To my knowledge, Mayweather has yet to accept 50’s offer, but New York radio station Power 105.1 got in on the antics by broadcasting a clip of Mayweather struggling to read a drop (a commercial) for the station.

Here’s what Mayweather was supposed to read:

“I’m Floyd Mayweather, and I’ve jointed iHeart Radio for the Show Your Stripes Movement to support hiring vets. Go to ShowYourStripes.org, a website that connects veterans with employees, and helps businesses find candidates with the best training.”

In the clip, Mayweather’s stumbles over words, his reading sounds disjointed, and it takes him several times to read the paragraph.

Predictably, social media erupted with folks taking shots at Mayweather’s lackluster reading skills.

https://twitter.com/12YearsAHaitian/statuses/502841803775561728

Though it’s “funny” to hear Mayweather—who, by all accounts is a despicable human being because of his record of abusing women—stumble over simple sentences, for many of our boys literacy is no laughing matter.
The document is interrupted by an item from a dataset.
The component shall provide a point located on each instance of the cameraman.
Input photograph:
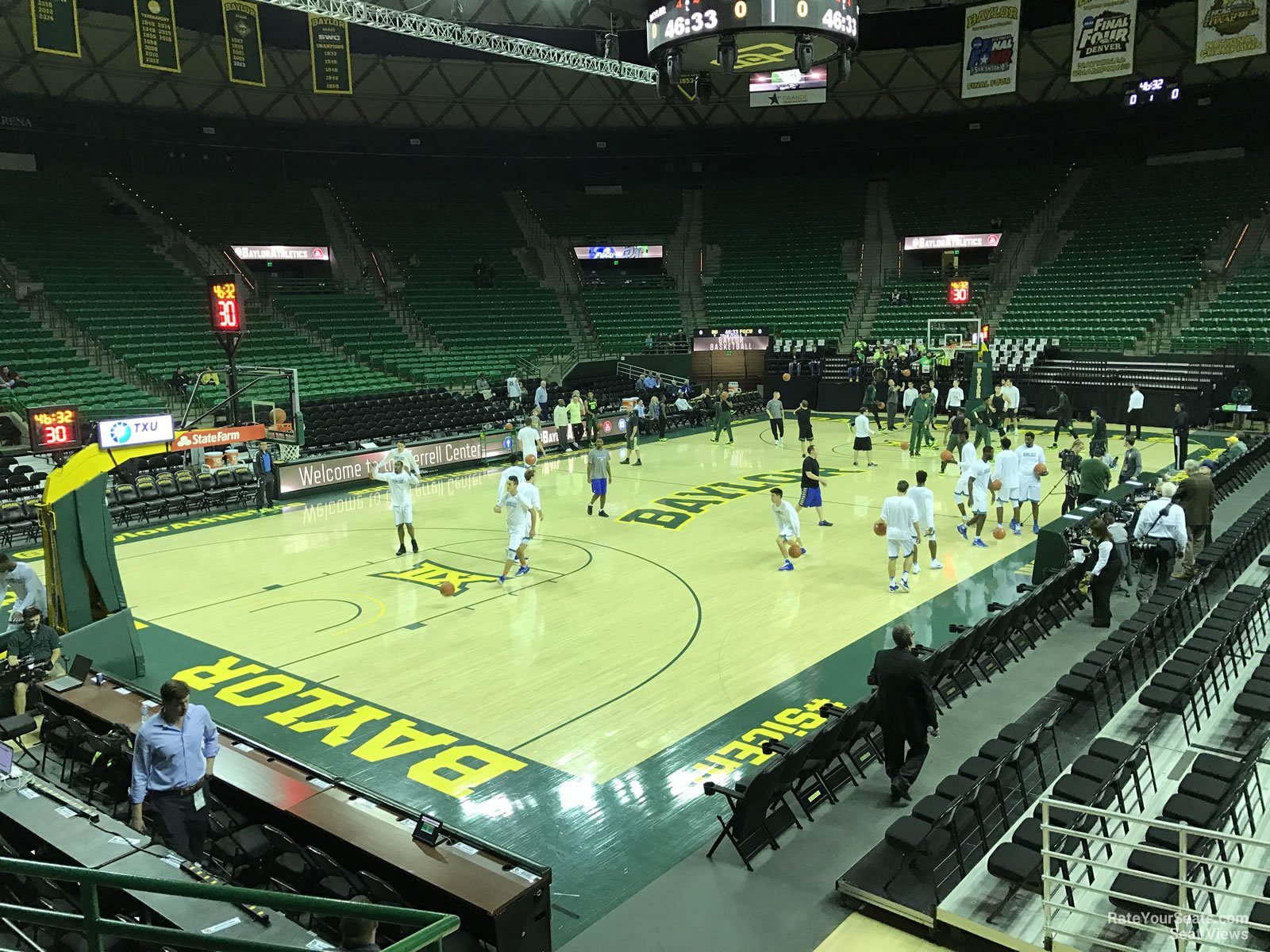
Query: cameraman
(1162, 527)
(37, 643)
For me, listening to Mayweather struggle to read was very uncomfortable, but as a former middle school teacher and mother of a child with dyslexia, it’s something I’ve heard many, many times before.

For six years, I listened to my seventh and eighth grade students struggle to read aloud, and I’d wonder how they had been allowed to make it to middle school even though they read on a second or third grade level. I’d listen in equal parts horror and pity as they butchered words, skipped lines, or just gave up altogether. As someone who’s always loved to read I couldn’t understand how teachers before me passed my students along without trying to intervene until they were almost too old to have a chance.

When I was a teacher, I’d work with my students as best as I could to not only help them fill in the reading gaps, but also rebuild their confidence, which had been destroyed from years of being teased by their classmates for not being able to read fluidly.

After seeing what my students went through I vowed that would never happen to my son—but it did.

Le Kid is eight, and he’s been struggling to read since he was five or six. At first, I brushed it off as him not being ready to read in the first place, after all he was still young. But when I noticed he was memorizing larger words, but was still struggling with smaller words like this, was, and an, I knew there was a problem.

Over the summer I had him assessed by a private neuropsychologist to see if he had a learning disability. As I suspected, the doctor found that while Le Kid has above average intelligence, vocabulary, and expressive skills, he struggles with processing information. Moreover, he’s missing huge chunks of phonemic skills and is dyslexic.

The good news? We figured this all out early and can get him the extra help he needs to patch up his reading and writing skills.

The bad news? There’s no cure for dyslexia.

While being dyslexic won’t stop Le Kid from being a paleontologist, which is what he wants to be when he grows up, for many of our kids, walking around with an untreated learning disability has stopped them from reaching their goals.

According to the Annie E. Casey Foundation, 83-percent of Black fourth graders, 55-percent of whites, and 81-percent of Latinos read below proficiency level. And though Floyd Mayweather’s reading challenges may not have held him back—he’s the highest paid athlete in the world—for many of our kids, struggling to read has huge consequences.

The Campaign for Grade Level reading notes: “Mastering reading by the end of third grade is essential for school success since students begin to transition at that point from learning to read to reading to learn. Those who do not hit the proficiency mark by then are four times more likely to drop out of high school, research shows. Among those who do not read well, the dropout rates are twice as high for African-American and Hispanic students as they are for white students.”

Moreover, kids who have difficulty reading are least likely to be economically successful, and more likely to end up in the legal system.

Joking about Mayweather’s reading challenges may sound cool at first, but with so many of our young people facing the same difficulties with a lot fewer resources, our kids need to see more than a few clever tweets shaming someone who’s struggles mirror their own.